DroneShield Aktie: 184 Drohnen bei WM erfasst
DroneShield erfasste bei sechs WM-Spielen 184 Drohnen und fing 48 nicht autorisierte Fluggeräte ab, während die Aktie weiter nachgab.

- 184 Drohnen bei sechs WM-Partien erfasst
- 48 nicht autorisierte Fluggeräte abgefangen
- Aktie binnen 30 Tagen 25 Prozent schwächer
- Aufträge über 23,2 Millionen Austral-Dollar
Während die DroneShield-Aktie seit den Halbjahreszahlen vom vergangenen Mittwoch um 3,9 Prozent nachgegeben hat, rückt ein anderes Ereignis in den Blick: der Einsatz der Drohnenabwehrsysteme rund um die Fußball-Weltmeisterschaft 2026 in Kansas City. Das Unternehmen meldete dazu konkrete Zahlen, die einen Eindruck davon vermitteln, wie die Technologie unter realen Bedingungen abschneidet.
Hunderte erfasste Drohnen bei sechs Weltmeisterschaftsspielen
An sieben operativen Standorten registrierten die Systeme während sechs WM-Partien insgesamt 184 Drohnen, wie DroneShield mitteilte.

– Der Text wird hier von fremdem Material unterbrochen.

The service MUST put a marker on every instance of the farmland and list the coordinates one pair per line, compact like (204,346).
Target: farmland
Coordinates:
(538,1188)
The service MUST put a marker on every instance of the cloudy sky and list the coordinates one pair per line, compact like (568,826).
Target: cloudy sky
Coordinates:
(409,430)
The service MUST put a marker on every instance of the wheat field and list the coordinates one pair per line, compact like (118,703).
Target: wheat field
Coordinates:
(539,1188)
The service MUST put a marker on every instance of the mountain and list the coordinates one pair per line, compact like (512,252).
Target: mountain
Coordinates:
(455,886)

An den Standorten in unmittelbarer Nähe des Stadions waren es 82 Drohnen, von denen 48 als nicht autorisiert eingestuft und abgefangen wurden. Die Veranstaltungen, Stadion und das begleitende FIFA Fan Festival zusammengenommen, zählten rund 800.000 Besucher.

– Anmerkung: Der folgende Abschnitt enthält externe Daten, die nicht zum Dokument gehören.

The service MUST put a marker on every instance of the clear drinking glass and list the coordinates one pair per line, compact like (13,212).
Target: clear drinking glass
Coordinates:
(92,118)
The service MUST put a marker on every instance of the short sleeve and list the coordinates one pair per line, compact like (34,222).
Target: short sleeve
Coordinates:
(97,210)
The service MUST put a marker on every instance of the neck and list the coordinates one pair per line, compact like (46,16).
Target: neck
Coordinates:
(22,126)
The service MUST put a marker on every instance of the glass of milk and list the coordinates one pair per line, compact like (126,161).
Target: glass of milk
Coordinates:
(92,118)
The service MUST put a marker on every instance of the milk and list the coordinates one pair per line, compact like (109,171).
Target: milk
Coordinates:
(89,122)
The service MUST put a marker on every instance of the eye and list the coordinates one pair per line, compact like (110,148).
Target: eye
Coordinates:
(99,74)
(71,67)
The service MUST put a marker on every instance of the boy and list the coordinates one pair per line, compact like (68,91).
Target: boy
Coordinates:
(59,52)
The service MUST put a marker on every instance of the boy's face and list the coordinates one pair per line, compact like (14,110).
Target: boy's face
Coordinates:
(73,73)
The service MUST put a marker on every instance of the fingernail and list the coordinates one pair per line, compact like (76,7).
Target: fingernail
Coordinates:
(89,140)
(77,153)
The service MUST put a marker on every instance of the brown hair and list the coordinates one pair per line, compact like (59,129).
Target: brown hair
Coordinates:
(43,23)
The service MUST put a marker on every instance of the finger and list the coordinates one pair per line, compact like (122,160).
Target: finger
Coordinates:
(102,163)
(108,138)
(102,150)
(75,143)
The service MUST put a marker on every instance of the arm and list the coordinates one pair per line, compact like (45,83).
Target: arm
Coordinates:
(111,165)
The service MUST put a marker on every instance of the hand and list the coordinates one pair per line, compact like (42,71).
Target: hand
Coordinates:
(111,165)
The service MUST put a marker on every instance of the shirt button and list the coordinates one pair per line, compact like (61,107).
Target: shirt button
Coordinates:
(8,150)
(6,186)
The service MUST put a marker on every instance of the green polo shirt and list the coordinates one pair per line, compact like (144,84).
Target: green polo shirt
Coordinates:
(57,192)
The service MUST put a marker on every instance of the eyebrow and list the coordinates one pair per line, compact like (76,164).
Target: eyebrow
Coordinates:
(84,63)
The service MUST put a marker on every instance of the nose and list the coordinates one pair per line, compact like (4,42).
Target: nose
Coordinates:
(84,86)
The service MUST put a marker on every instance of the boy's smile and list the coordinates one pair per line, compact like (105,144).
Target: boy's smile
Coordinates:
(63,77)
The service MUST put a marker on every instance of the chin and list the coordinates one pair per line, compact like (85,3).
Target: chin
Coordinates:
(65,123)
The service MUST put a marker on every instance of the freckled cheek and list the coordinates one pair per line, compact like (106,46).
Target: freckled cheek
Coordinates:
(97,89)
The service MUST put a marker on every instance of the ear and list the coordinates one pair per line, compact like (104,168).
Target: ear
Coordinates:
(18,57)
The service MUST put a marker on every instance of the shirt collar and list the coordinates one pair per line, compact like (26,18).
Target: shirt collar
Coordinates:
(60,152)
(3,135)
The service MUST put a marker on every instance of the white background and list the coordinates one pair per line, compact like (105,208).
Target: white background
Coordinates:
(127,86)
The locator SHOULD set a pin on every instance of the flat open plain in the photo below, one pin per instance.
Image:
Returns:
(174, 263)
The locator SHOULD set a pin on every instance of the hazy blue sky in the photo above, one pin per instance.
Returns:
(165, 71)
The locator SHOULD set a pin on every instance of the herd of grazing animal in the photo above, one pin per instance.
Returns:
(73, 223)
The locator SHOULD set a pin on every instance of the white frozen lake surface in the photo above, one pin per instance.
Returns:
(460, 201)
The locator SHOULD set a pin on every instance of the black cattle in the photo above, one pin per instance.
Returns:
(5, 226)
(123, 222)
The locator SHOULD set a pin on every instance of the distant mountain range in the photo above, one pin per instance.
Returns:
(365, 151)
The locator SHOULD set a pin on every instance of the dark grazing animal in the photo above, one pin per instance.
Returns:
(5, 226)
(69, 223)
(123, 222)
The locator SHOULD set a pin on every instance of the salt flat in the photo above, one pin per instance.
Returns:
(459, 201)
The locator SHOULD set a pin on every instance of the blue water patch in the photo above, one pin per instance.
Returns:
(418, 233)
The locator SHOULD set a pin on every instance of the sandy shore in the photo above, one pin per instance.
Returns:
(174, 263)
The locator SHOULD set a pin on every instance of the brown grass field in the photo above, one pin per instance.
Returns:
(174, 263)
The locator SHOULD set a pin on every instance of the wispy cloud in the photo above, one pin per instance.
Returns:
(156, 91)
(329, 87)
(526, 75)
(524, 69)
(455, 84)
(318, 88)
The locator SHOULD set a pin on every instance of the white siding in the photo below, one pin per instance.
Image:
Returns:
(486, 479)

Für ein Unternehmen, das seine Systeme bislang vor allem im militärischen Kontext platziert hat, ist ein derart großer ziviler Massenveranstaltungseinsatz ein Referenzprojekt mit Signalwirkung für künftige Ausschreibungen bei Sportgroßereignissen und öffentlichen Veranstaltungen.
Der Zeitpunkt der Meldung fiel mit der Veröffentlichung der Halbjahreszahlen zusammen, die neben Rekordumsätzen auch einen deutlichen Gewinneinbruch offenbarten.
Der operative Erfolg beim WM-Einsatz liefert damit ein Gegengewicht zu den finanziellen Kennzahlen, die zuletzt für Verunsicherung gesorgt hatten – und untermauert das Argument des Managements, dass die Nachfrage nach der Technologie ungebrochen sei, auch wenn die Profitabilität kurzfristig leidet.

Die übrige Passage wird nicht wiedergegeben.